What does boiling water have in common with magnets and the horizon of black holes? They are all described by conformal field theories (CFTs)! We are used to physical systems that are invariant under translations and rotations. Imagine a system which is also invariant under scale transformations. Such a system is described by a conformal field theory. Remarkably, many physical systems admit such a description and conformal field theory is ubiquitous in our current theoretical understanding of nature.

Two-dimensional CFTs are very special: in this case the conformal group is actually infinitely dimensional! This has led to remarkable progress over the last four decades. In contrast, CFTs in higher dimensions are notoriously difficult to deal with. First of all, in this case symmetries are much less powerful. Furthermore, the standard textbook methods to compute observables in physical theories, called perturbative methods, only apply to theories with small coupling constants (giving an expansion in powers of these couplings), but generic CFTs do not have small parameters! Because of these reasons, progress in higher dimensional CFTs proved to be much harder than in the two-dimensional case.
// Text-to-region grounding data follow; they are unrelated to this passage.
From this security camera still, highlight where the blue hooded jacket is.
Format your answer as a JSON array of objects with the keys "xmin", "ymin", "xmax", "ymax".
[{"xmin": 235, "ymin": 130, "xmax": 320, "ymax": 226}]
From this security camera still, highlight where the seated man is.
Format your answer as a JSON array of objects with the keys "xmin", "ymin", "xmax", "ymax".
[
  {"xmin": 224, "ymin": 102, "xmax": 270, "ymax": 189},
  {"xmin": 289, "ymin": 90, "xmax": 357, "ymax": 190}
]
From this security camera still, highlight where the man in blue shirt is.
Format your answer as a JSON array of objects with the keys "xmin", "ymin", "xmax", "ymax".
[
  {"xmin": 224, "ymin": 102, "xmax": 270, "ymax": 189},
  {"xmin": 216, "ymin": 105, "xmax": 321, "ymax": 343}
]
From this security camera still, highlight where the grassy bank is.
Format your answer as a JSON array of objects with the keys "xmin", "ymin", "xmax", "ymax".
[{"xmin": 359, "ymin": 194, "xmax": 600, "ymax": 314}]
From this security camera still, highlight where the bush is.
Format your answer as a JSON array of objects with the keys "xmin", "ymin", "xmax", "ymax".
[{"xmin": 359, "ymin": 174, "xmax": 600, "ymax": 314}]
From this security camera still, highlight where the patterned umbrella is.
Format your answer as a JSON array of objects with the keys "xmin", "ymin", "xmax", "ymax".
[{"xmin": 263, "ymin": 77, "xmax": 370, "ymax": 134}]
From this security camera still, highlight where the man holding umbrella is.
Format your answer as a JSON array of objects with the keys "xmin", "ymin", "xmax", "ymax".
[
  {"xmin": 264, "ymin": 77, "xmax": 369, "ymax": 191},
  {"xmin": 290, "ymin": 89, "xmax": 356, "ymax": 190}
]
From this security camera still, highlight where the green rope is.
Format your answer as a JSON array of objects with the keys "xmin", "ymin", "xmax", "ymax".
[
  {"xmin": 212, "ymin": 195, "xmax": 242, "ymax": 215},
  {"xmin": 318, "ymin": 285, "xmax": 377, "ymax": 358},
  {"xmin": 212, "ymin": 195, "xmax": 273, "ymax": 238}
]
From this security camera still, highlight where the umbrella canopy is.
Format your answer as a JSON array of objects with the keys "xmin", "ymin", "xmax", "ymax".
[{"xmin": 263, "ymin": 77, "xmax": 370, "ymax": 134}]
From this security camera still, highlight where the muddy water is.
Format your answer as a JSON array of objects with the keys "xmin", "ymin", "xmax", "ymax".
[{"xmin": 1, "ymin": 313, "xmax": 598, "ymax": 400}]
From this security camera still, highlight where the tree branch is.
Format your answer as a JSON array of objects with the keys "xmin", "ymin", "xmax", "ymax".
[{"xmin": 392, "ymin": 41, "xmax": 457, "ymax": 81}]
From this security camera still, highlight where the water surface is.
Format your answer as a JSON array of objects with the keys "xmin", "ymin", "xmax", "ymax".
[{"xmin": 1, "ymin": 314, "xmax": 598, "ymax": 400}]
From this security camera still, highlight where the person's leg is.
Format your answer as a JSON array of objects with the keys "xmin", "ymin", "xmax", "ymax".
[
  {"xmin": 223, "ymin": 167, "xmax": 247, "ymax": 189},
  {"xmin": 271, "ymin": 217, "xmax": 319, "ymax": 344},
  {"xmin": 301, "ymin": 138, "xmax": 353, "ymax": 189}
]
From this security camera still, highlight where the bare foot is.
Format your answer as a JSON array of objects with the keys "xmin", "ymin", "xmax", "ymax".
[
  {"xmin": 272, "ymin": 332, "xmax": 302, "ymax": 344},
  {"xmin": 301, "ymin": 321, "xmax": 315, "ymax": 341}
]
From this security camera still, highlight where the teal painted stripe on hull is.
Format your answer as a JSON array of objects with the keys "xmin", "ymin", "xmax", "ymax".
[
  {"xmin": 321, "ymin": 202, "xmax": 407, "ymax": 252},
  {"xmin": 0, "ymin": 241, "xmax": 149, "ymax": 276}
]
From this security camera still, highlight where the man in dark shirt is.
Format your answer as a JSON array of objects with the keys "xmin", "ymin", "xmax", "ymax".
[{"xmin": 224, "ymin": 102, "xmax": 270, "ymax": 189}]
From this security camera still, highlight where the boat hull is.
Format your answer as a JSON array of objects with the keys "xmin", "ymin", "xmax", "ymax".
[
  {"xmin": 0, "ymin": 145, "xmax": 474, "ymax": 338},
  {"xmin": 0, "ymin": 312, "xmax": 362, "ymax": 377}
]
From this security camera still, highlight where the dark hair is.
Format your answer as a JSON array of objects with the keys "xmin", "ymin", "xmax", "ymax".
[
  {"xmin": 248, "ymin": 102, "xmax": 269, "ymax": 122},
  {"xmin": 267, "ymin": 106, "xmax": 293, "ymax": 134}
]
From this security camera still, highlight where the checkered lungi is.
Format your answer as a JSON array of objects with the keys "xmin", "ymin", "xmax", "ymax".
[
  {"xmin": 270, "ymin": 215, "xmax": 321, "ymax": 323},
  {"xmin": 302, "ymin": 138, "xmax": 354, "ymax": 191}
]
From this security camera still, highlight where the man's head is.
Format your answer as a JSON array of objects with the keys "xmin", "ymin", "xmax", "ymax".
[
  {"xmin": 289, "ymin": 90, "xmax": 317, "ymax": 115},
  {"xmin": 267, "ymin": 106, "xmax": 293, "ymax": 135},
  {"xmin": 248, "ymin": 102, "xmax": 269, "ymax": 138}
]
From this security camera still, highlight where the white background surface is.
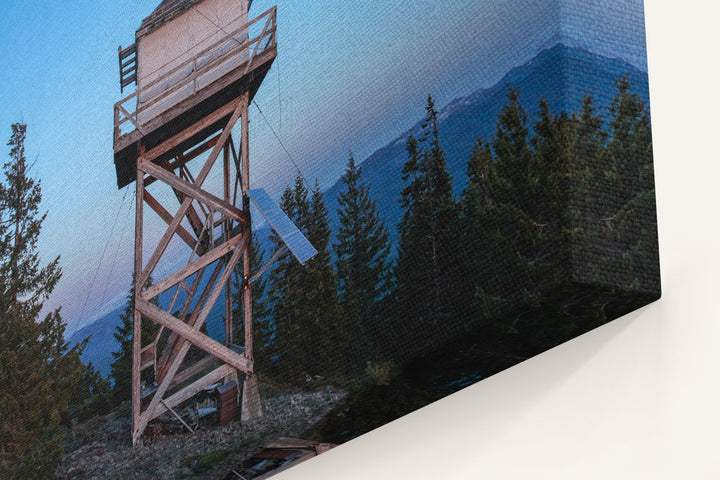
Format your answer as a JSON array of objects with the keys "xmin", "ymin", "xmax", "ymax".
[{"xmin": 274, "ymin": 1, "xmax": 720, "ymax": 478}]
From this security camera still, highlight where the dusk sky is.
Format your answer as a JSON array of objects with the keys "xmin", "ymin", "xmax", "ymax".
[{"xmin": 0, "ymin": 0, "xmax": 648, "ymax": 335}]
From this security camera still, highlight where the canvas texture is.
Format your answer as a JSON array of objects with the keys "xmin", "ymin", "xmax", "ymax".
[{"xmin": 0, "ymin": 1, "xmax": 658, "ymax": 478}]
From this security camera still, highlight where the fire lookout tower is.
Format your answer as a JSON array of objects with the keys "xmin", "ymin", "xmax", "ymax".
[{"xmin": 113, "ymin": 0, "xmax": 315, "ymax": 445}]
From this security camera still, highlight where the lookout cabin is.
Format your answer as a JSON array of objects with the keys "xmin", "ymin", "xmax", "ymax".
[{"xmin": 113, "ymin": 0, "xmax": 276, "ymax": 189}]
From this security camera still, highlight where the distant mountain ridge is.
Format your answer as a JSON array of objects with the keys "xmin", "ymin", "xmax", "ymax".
[
  {"xmin": 323, "ymin": 43, "xmax": 651, "ymax": 246},
  {"xmin": 70, "ymin": 42, "xmax": 651, "ymax": 377},
  {"xmin": 68, "ymin": 305, "xmax": 124, "ymax": 378}
]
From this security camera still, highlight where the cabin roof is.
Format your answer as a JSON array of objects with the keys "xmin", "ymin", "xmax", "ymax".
[
  {"xmin": 137, "ymin": 0, "xmax": 253, "ymax": 39},
  {"xmin": 137, "ymin": 0, "xmax": 205, "ymax": 38}
]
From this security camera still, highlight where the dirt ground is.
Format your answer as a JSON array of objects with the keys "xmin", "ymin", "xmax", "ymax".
[{"xmin": 53, "ymin": 387, "xmax": 346, "ymax": 480}]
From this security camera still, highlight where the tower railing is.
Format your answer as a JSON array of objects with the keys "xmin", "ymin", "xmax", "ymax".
[{"xmin": 114, "ymin": 6, "xmax": 277, "ymax": 143}]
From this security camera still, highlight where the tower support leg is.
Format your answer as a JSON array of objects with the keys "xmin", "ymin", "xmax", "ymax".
[
  {"xmin": 129, "ymin": 96, "xmax": 263, "ymax": 445},
  {"xmin": 132, "ymin": 165, "xmax": 144, "ymax": 444},
  {"xmin": 240, "ymin": 91, "xmax": 263, "ymax": 423},
  {"xmin": 241, "ymin": 373, "xmax": 263, "ymax": 422}
]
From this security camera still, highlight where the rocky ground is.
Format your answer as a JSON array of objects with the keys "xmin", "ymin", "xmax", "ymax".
[{"xmin": 53, "ymin": 386, "xmax": 346, "ymax": 480}]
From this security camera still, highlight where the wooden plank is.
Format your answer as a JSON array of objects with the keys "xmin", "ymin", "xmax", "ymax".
[
  {"xmin": 132, "ymin": 167, "xmax": 144, "ymax": 446},
  {"xmin": 143, "ymin": 189, "xmax": 196, "ymax": 249},
  {"xmin": 136, "ymin": 298, "xmax": 251, "ymax": 374},
  {"xmin": 138, "ymin": 98, "xmax": 241, "ymax": 165},
  {"xmin": 241, "ymin": 373, "xmax": 263, "ymax": 422},
  {"xmin": 187, "ymin": 231, "xmax": 247, "ymax": 339},
  {"xmin": 266, "ymin": 438, "xmax": 321, "ymax": 449},
  {"xmin": 142, "ymin": 233, "xmax": 244, "ymax": 300},
  {"xmin": 144, "ymin": 161, "xmax": 244, "ymax": 223},
  {"xmin": 113, "ymin": 92, "xmax": 140, "ymax": 134},
  {"xmin": 240, "ymin": 93, "xmax": 254, "ymax": 361},
  {"xmin": 229, "ymin": 135, "xmax": 241, "ymax": 203},
  {"xmin": 224, "ymin": 143, "xmax": 233, "ymax": 346},
  {"xmin": 141, "ymin": 229, "xmax": 247, "ymax": 383},
  {"xmin": 148, "ymin": 231, "xmax": 243, "ymax": 384},
  {"xmin": 117, "ymin": 103, "xmax": 145, "ymax": 135},
  {"xmin": 237, "ymin": 93, "xmax": 262, "ymax": 423},
  {"xmin": 140, "ymin": 344, "xmax": 156, "ymax": 371},
  {"xmin": 160, "ymin": 400, "xmax": 195, "ymax": 434},
  {"xmin": 154, "ymin": 364, "xmax": 236, "ymax": 418},
  {"xmin": 134, "ymin": 249, "xmax": 247, "ymax": 440},
  {"xmin": 144, "ymin": 134, "xmax": 220, "ymax": 188},
  {"xmin": 132, "ymin": 316, "xmax": 142, "ymax": 443},
  {"xmin": 169, "ymin": 355, "xmax": 220, "ymax": 390},
  {"xmin": 119, "ymin": 43, "xmax": 137, "ymax": 58},
  {"xmin": 113, "ymin": 45, "xmax": 275, "ymax": 158},
  {"xmin": 243, "ymin": 8, "xmax": 275, "ymax": 76},
  {"xmin": 138, "ymin": 98, "xmax": 246, "ymax": 288},
  {"xmin": 156, "ymin": 261, "xmax": 222, "ymax": 384},
  {"xmin": 138, "ymin": 195, "xmax": 193, "ymax": 289},
  {"xmin": 121, "ymin": 57, "xmax": 136, "ymax": 70},
  {"xmin": 171, "ymin": 185, "xmax": 207, "ymax": 246},
  {"xmin": 140, "ymin": 161, "xmax": 245, "ymax": 223},
  {"xmin": 135, "ymin": 337, "xmax": 195, "ymax": 441}
]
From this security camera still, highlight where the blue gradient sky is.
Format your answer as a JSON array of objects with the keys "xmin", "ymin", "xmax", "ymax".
[{"xmin": 0, "ymin": 0, "xmax": 648, "ymax": 334}]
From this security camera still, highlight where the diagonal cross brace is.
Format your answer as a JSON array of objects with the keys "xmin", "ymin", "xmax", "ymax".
[
  {"xmin": 136, "ymin": 298, "xmax": 251, "ymax": 374},
  {"xmin": 137, "ymin": 97, "xmax": 247, "ymax": 288},
  {"xmin": 142, "ymin": 233, "xmax": 244, "ymax": 300},
  {"xmin": 155, "ymin": 364, "xmax": 235, "ymax": 418},
  {"xmin": 140, "ymin": 160, "xmax": 245, "ymax": 223},
  {"xmin": 132, "ymin": 234, "xmax": 247, "ymax": 442},
  {"xmin": 143, "ymin": 188, "xmax": 197, "ymax": 250}
]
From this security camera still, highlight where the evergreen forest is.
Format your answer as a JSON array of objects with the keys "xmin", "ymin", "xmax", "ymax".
[
  {"xmin": 0, "ymin": 76, "xmax": 660, "ymax": 476},
  {"xmin": 248, "ymin": 78, "xmax": 659, "ymax": 385}
]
The breakthrough came in 2008 when it was shown how to attack higher dimensional CFTs with the conformal bootstrap program. The basic idea is to resort to symmetries and consistency conditions and ask the question: which values of the observables I am interested in would lead to a consistent CFT? The basic observables in a CFT are correlators of local operators $\langle {\cal O}(x_1) \cdots {\cal O}(x_n) \rangle$, and one of the consistency conditions is that these correlators have the right properties under permutation of the insertion points, for instance: $$\langle {\cal O}(x_1){\cal O}(x_2){\cal O}(x_3){\cal O}(x_4)\rangle =\langle {\cal O}(x_3){\cal O}(x_2){\cal O}(x_1){\cal O}(x_4)\rangle$$ Believe it or not, when combined with conformal symmetry these conditions are incredibly constraining! The conformal bootstrap proved to be very powerful, and its range of applicability is very vast: it basically applies to every CFT.

While the original proposal, and most of the work which followed it, was numeric in nature, my collaborators and I have been developing a method to obtain analytic results in CFTs, following the bootstrap philosophy. Although still in its infancy, this method has already produced remarkable results for vast families of CFTs, including both perturbative and non-perturbative theories. For perturbative theories it offers an alternative to standard diagrammatic methods, but without many of the problems associated with them. An important conformal theory that has been studied for many decades, relevant for boiling water and a generalisation of the Ising Model, is the Wilson-Fisher model. For this model, and for certain families of observables, the results from our methods have already surpassed the available results from diagrammatic techniques! It will be very exciting to see where all this leads.